The primary unit of analysis is the clinic (not the patient) because clinic leaders set organizational policies and processes that affect patient care. The study’s main goal was identifying which components of improvement collaboratives are most effective in helping clinics reduce waiting time to enter treatment, enhance treatment retention, and increase the number of new patients.
NIATx 200 was a cluster-randomized trial conducted according to the CONSORT criteria in 201 addiction treatment clinics in five U.S. states. NIATx (the Network for the Improvement of Addiction Treatment), a research center at the University of Wisconsin–Madison, promotes process improvements in addiction treatment. Details about the methods have been previously published.9 Eligible clinics were publicly funded outpatient and intensive outpatient clinics with at least 60 patients annually and no previous NIATx experience. All patients seen within an enrolled clinic were included in the analysis.

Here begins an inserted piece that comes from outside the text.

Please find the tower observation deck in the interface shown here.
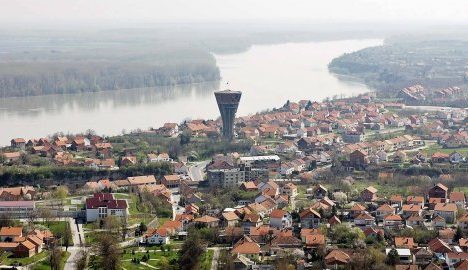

Clinics were randomized into one of four groups that used different components of improvement collaboratives:1,10,11 (1) interest circle calls, (2) coaching, (3) learning sessions, and (4) the combination of all three components. Clinics, randomized within states, were stratified by size (measured in number of patients per year) and management score.12 University of Wisconsin researchers enrolled clinics, generated the allocation sequence, and assigned clinics to groups using a computerized random number generator. Clinic staff and researchers were unblinded.
The 18-month intervention, delivered at the clinic level, was divided into three 6-month periods, each with one aim and a set of web-based materials about NIATx 200 recommended practices, instructions on implementing changes, QI tools, measures, and case studies (Fig. 1).13,14 The goal was providing the same content to all participants, varied by the support provided. The components tested in this study come from Institute for Healthcare Improvement10 and NIATx14 models.
Interest circle calls were monthly teleconferences in which staff from different clinics learned from experts and discussed progress with one another. The calls were led by QI experts trained in the NIATx model.14 Interest circle calls provide a simple and inexpensive way for clinics to collaborate, but quality may vary by facilitator. In addition, the calls may conflict with some participants’ schedules, limiting participation. This was the lowest cost, lowest intensity study condition, and it functioned as a minimal intervention comparison group.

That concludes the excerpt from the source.